Transcriptome sequencing and comparative transcriptome analysis of the scleroglucan producer Sclerotium rolfsii
1 Chair of Chemistry of Biogenic Resources, Straubing Centre of Science, Technische Universität München, Schulgasse 16, 94315 Straubing, Germany
2 Department of Microbiology and Genetics, Berlin University of Technology, Gustav-Meyer-Allee 25, 13355 Berlin, Germany
3 Computational Genomics, Center for Biotechnology (CeBiTec), Bielefeld University, D-33594 Bielefeld, Germany
4 Degussa Food Ingredients GmbH, Lise Meitner Str. 34, 85354 Freising, Germany
5 Molecular Microbiology and Biotechnology, Institute of Biology, Leiden University, 2333 BE Leiden, The Netherlands
6 PolyPhag GmbH, Robert-Rössle-Str. 10, 13125 Berlin, Germany
BMC Genomics 2010, 11:329 doi:10.1186/1471-2164-11-329Published: 26 May 2010
The plant pathogenic basidiomycete Sclerotium rolfsii produces the industrially exploited exopolysaccharide scleroglucan, a polymer that consists of (1 → 3)-β-linked glucose with a (1 → 6)-β-glycosyl branch on every third unit. Although the physicochemical properties of scleroglucan are well understood, almost nothing is known about the genetics of scleroglucan biosynthesis. Similarly, the biosynthetic pathway of oxalate, the main by-product during scleroglucan production, has not been elucidated yet.
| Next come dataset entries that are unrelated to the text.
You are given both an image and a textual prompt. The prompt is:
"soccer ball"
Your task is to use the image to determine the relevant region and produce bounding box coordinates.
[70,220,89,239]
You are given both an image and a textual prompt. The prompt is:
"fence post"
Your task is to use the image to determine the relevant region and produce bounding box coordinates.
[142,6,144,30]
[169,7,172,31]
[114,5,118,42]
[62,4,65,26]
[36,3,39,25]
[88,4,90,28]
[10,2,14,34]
In order to provide a basis for genetic and metabolic engineering approaches, we studied scleroglucan and oxalate biosynthesis in S. rolfsii using different transcriptomic approaches.
Two S. rolfsii transcriptomes obtained from scleroglucan-producing and scleroglucan-nonproducing conditions were pooled and sequenced using the 454 pyrosequencing technique yielding ~350,000 reads. These could be assembled into 21,937 contigs and 171,833 singletons, for which 6,951 had significant matches in public protein data bases. Sequence data were used to obtain first insights into the genomics of scleroglucan and oxalate production and to predict putative proteins involved in the synthesis of both metabolites. Using comparative transcriptomics, namely Agilent microarray hybridization and suppression subtractive hybridization, we identified ~800 unigenes which are differently expressed under scleroglucan-producing and non-producing conditions. From these, candidate genes were identified which could represent potential leads for targeted modification of the S. rolfsii metabolism for increased scleroglucan yields.
The results presented in this paper provide for the first time genomic and transcriptomic data about S. rolfsii and demonstrate the power and usefulness of combined transcriptome sequencing and comparative microarray analysis. The data obtained allowed us to predict the biosynthetic pathways of scleroglucan and oxalate synthesis and to identify important genes putatively involved in determining scleroglucan yields. Moreover, our data establish the first sequence database for S. rolfsii, which allows research into other biological processes of S. rolfsii, such as host-pathogen interaction.